| Title: | The Challenge of Virginia Banks: An Evaluation of Named Entity Analysis in a 19th Century Newspaper Collection |
| Citable URL: | http://hdl.handle.net/10427/42691 |
| Author: | Crane, Gregory; Jones, Alison |
| Date: | 2006 |
| Citation: | Crane, Gregory, and Alison Jones. "The Challenge of Virginia Banks: An Evaluation of Named Entity Analysis in a 19th Century Newspaper Collection." In Proceedings of the Sixth ACM/IEEE-CS 2006 Joint Conference on Digital Libraries, Chapel Hill, NC, June 11-15, 2006, preprint.
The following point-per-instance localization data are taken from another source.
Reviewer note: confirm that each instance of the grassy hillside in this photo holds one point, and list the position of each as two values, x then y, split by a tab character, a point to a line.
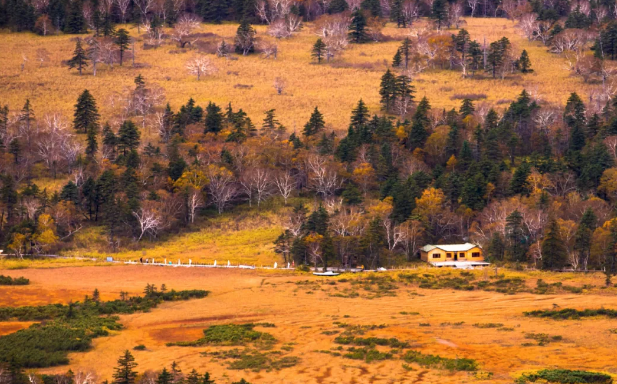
248	81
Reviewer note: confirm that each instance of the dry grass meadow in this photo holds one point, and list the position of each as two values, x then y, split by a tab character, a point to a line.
303	312
248	81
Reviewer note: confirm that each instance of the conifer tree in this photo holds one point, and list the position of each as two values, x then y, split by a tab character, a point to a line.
86	112
554	253
319	50
397	15
357	28
474	57
122	41
396	60
387	90
467	108
125	372
439	12
359	115
245	38
128	137
80	57
92	145
315	124
496	248
214	118
583	237
164	377
75	22
516	248
519	183
523	64
110	141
New York: Association for Computing Machinery, 2006. http://doi.acm.org/10.1145/1141753.1141759. Available from Tufts Digital Library, Digital Collections and Archives, Medford, MA. http://hdl.handle.net/10427/42691 |
| Rights: | http://www.acm.org/publications/policies/copyright_policy |
View the PDF File: The Challenge of Virginia Banks: An Evaluation of Named Entity Analysis in a 19th Century Newspaper Collection (opens in a new window)
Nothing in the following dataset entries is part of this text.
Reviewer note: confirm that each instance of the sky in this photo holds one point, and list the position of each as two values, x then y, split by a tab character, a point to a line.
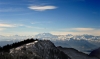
58	17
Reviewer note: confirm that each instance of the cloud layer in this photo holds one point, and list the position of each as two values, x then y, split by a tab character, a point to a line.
78	31
6	25
42	8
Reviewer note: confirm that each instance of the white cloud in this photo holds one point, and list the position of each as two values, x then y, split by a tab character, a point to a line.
78	31
83	29
11	9
6	25
1	29
42	8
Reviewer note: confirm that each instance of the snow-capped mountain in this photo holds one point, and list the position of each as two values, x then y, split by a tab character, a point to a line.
40	49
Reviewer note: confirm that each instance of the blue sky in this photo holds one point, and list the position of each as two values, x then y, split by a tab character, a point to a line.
60	17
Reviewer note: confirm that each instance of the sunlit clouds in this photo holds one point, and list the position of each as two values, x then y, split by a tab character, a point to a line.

Abstract: This paper evaluates automatic extraction of ten named entity classes from a 19th century newspaper, the Civil War years of the Richmond Times Dispatch, digitized with IMLS support by the University of Richmond. This paper analyzes success with ten categories of entities prominent in these newspapers and the particular problems that these classes of named entities raise. Personal and place names are familiar but some more important categories (such as ship names and military units) illustrate some of the challenges that named entity identification confronts as it evolves into a fundamental tool not only for automatic metadata generation but also for searching and browsing as well. We conclude by suggesting the kinds of knowledge sources that digital libraries need to assemble as part of their machine readable reference collections to support named entity identification as a core service.